Rommel ficou famoso na guerra na África, nas batalhas contra as tropas britânicas na Líbia. Figura central dos documentários de propaganda do regime feitos por encomenda do ministro Joseph Goebbels, o general era uma espécie de popstar do regime, admirado até pelos inimigos.
Os Afrika Korps, que ele comandava, nunca foram acusados de crimes de guerras. Soldados capturados durante sua campanha africana teriam sido tratados com humanidade. Além disso, ele teria ignorado ordens de matar tropas capturadas, soldados judeus e civis em todos os lugares onde esteve.
Os próprios ingleses contribuíram para a lenda do "bom nazista" em parte por um mal entendido da História. Winston Churchill, o então primeiro-ministro britânico, fez um comentário positivo sobre Rommel: "Ele merece a nossa atenção, porque, embora seja um soldado alemão leal, passou a odiar Hitler e os seus crimes e participou da conspiração de 1944, para salvar a Alemanha através da deposição do tirano louco."

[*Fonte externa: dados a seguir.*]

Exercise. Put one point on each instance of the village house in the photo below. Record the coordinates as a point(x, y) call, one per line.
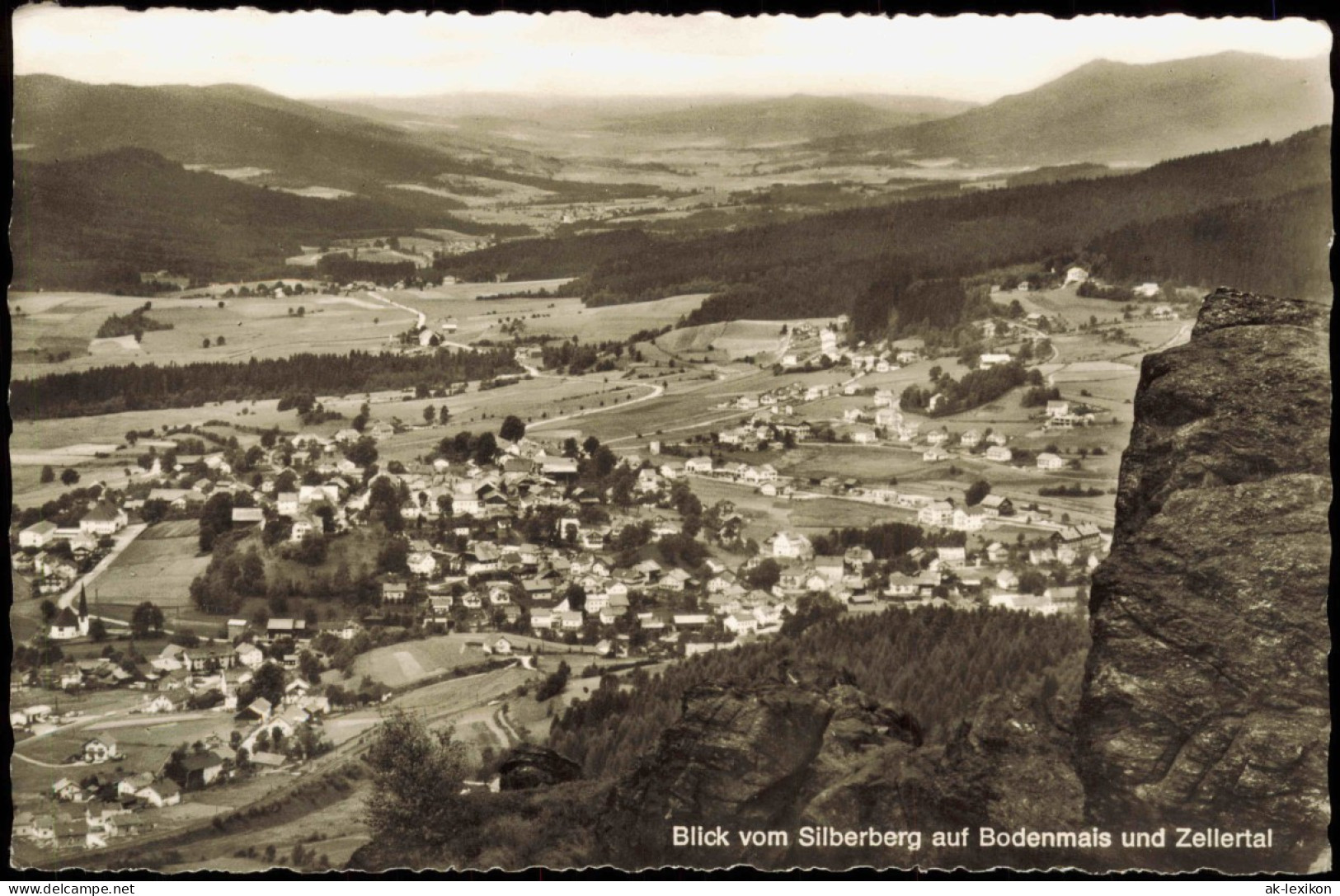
point(789, 546)
point(1048, 461)
point(103, 520)
point(101, 749)
point(937, 514)
point(39, 535)
point(68, 626)
point(394, 591)
point(160, 793)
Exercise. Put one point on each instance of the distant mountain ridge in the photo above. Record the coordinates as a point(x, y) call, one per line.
point(792, 118)
point(94, 223)
point(1110, 111)
point(223, 124)
point(236, 126)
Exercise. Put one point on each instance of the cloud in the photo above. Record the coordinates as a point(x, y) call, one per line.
point(321, 54)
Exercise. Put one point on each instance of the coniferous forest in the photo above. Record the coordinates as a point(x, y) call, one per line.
point(1155, 224)
point(934, 664)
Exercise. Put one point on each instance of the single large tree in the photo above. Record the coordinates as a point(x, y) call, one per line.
point(416, 795)
point(512, 429)
point(146, 619)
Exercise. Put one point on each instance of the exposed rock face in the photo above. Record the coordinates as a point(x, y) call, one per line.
point(535, 767)
point(1206, 701)
point(736, 757)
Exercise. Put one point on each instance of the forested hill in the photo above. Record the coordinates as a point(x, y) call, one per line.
point(933, 664)
point(96, 221)
point(1110, 111)
point(829, 264)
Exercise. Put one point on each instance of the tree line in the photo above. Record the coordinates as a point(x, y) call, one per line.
point(829, 263)
point(934, 664)
point(110, 390)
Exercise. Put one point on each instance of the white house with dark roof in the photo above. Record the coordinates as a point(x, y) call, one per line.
point(103, 520)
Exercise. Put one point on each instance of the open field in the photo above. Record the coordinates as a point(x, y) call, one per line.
point(253, 327)
point(561, 317)
point(160, 567)
point(409, 662)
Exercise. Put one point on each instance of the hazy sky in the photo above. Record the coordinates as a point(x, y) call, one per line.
point(319, 54)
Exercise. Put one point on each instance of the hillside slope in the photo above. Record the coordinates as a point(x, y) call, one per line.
point(832, 263)
point(96, 221)
point(788, 120)
point(1205, 701)
point(224, 126)
point(1108, 111)
point(235, 126)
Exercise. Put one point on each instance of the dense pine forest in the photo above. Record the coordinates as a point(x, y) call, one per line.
point(829, 263)
point(110, 390)
point(930, 662)
point(1277, 246)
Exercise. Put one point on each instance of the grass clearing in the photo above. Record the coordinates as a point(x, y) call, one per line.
point(160, 567)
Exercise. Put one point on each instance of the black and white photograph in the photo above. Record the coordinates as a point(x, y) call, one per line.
point(460, 443)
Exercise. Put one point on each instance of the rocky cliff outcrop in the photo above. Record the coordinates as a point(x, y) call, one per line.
point(1206, 702)
point(812, 754)
point(532, 767)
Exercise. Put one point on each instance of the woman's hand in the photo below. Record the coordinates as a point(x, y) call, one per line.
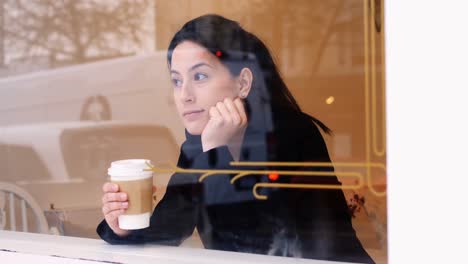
point(227, 122)
point(114, 204)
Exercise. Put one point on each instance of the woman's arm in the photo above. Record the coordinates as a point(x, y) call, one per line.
point(322, 217)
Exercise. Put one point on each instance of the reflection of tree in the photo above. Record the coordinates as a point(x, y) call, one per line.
point(74, 31)
point(2, 35)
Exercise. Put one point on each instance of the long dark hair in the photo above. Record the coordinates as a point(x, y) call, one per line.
point(238, 48)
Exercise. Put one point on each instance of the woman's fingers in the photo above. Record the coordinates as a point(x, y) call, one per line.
point(241, 110)
point(232, 109)
point(110, 187)
point(114, 197)
point(113, 215)
point(112, 206)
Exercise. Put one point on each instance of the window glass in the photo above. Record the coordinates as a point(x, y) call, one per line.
point(292, 164)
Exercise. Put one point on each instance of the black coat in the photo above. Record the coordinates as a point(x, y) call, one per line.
point(307, 223)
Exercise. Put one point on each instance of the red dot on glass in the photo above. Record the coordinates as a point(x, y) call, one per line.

Segundo a versão oficial, como Rommel era muito renomado, Hitler, ao descobrir sua suposta participação na conspiração para matá-lo, teria optado por dar um fim discreto ao general - Rommel concordou em cometer suicídio - e poupar sua família. Na época foi anunciado que ele teria morrido do coração. A verdade sobre a morte e a suposta traição só viria à tona anos depois, contribuindo ainda mais para a fama do "bom nazista", o sujeito que até o fim teria lutado internamente contra o tirano.
O filme, entretanto, começa a desfazer tal imagem. O general teria tido um papel destacado na guerra criminosa do nazismo, segundo o historiador Peter Steinbach, professor de história contemporânea da Universidade de Mannheim e diretor do Memorial da Resistência de Berlim, que assessorou a equipe do produtor Nico Hoffmann.
"Rommel", que deverá ser lançado no início do próximo ano, aborda os sete últimos meses de vida do general, tempo durante o qual ele teve a oportunidade de distanciar-se do seu ídolo, Hitler, apoiando o grupo de oficiais liderados por Claus von Stauffenberg, que planejava um atentado contra o ditador. Ele, entretanto, teria se recusado a participar.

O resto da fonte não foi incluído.